Here are six IT security words every person should know:

  1. Anti-Malware: If computer “viruses” are used by attackers to cause problems, good anti-malware programs are the software equivalent of vaccines. Anti-malware programs on the market vary in price; however a good product includes automatic updates, e-mail protection, access to technical support, and active scanning so that the moment a piece of malware tries to make your computer sick, they stop the infection right away. If you use a computer it should have an anti-malware program installed. If you aren’t sure if one is installed, don’t wait for the attack…. check!
  2. Data breach: Access to confidential, sensitive or personalized information. Data breaches are large pain points for organizations, particularly if the information taken can be used for committing fraud or further theft, or given to other unknown parties. A data breach may need to be reported to law enforcement and to customers who have been compromised.
  3. Patching: An update to software, typically to improve security, the is sent out by the software company for people to install themselves. Patches are developed when weak points in existing programs are found as a way to prevent attackers from using this entry to get into your system. If your device tells you a software patch is available, be sure to update.
  4. Phishing: Used in emails that contain a link. This type of security breach often directs individuals to a website that will request their password, or sometimes connects directly to a virus for downloading. Phishing is a common way cyber criminals get into systems. Unfortunately studies show that a high percentage of people click even when they know the potential dangers; up to 78%! To avoid phishing scams, the best defence is getting into the habit of copying links, even from sources you trust, and running them through a search engine or online virus checker. The extra clicks might take an extra minute of time, but will save hours and costly emergency actions if the link is a fraud.
  5. Ransomware: A popular new type of hack or virus that encrypts or copies information from the target onto a private server, than deletes the original.
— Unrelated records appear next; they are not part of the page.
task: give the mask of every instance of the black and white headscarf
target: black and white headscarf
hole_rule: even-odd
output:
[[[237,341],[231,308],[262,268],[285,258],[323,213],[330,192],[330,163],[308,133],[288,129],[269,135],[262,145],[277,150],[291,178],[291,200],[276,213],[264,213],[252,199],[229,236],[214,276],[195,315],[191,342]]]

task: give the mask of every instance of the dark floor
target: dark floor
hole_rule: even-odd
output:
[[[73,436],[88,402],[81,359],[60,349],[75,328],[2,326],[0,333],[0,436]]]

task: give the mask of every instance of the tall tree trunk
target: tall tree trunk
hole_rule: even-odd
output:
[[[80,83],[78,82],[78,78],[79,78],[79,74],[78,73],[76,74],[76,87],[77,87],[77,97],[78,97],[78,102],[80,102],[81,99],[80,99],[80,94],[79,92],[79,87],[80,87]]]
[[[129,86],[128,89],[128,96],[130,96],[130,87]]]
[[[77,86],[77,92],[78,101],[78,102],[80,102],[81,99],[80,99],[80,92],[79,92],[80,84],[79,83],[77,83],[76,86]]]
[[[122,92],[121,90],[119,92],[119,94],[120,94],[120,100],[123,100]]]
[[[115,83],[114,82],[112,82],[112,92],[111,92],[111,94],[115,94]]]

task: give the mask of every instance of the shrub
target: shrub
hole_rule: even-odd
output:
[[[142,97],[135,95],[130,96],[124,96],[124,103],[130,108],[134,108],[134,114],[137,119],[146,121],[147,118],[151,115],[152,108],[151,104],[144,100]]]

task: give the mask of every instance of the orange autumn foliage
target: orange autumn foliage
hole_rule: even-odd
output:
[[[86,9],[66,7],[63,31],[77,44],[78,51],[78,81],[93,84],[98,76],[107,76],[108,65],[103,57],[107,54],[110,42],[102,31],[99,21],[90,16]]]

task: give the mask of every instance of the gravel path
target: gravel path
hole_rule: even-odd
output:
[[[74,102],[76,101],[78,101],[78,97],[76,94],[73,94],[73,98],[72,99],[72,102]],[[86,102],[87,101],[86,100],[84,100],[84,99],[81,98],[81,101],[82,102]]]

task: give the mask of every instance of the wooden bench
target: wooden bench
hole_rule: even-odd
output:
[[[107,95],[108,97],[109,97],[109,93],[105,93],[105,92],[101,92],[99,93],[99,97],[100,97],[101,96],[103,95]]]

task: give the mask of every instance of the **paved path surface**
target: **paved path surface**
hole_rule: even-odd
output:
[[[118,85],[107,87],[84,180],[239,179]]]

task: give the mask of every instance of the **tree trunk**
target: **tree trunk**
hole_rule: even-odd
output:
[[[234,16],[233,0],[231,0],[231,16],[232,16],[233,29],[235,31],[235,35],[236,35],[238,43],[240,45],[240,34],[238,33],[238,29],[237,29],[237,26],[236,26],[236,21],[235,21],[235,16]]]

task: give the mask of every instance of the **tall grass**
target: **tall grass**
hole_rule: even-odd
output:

Victims of a ransomware attack are told “pay up or lose everything.” Unfortunately, ‘pay up or’ is misleading: there is no guarantee paying the price will get back your data. Evidence shows that doing so will only lead to more attacks. There is however a way to protect your interests using the sage age old advice of keeping current backups, either on the cloud or on external drives. Don’t let precious memories or hours of work go wasted…be ready if your files get hit by having copies of saved data that can be restored, so you can get back to work.
  6. Social Engineering: Using a small amount of information to find even more information that can be used to create a personalized attack. Cyber criminals are a tricky bunch and social engineering is one of the more clever tricks. The attacker finds out as much as possible about the target through searches, social media and other methods. The attacker then uses this information to connect with the target’s friend, coworker, or even the target themselves, making it look like the target wrote an email or made a request. The friend, coworker or target clicks the link, answers the request and bingo, they’ve been exposed! It’s underhanded, sneaky, and effective, which is why vigilance is so critical. Check links carefully, and if you ever receive an odd request, follow up with the party independently: a single call or verification check can mean the difference between a secure or shattered system!

With so many businesses now digitally connected, leaving security to the experts alone is not an option. Everyone needs to learn the basics, so that when security is discussed they can understand what they need to do and where they fit in. Email, document files and the internet itself were all new concepts that professionals learned to accept as part of the job; with a little practice, checking web addresses, updating software and confirming protective measures are in place can eventually become just another part of the routine.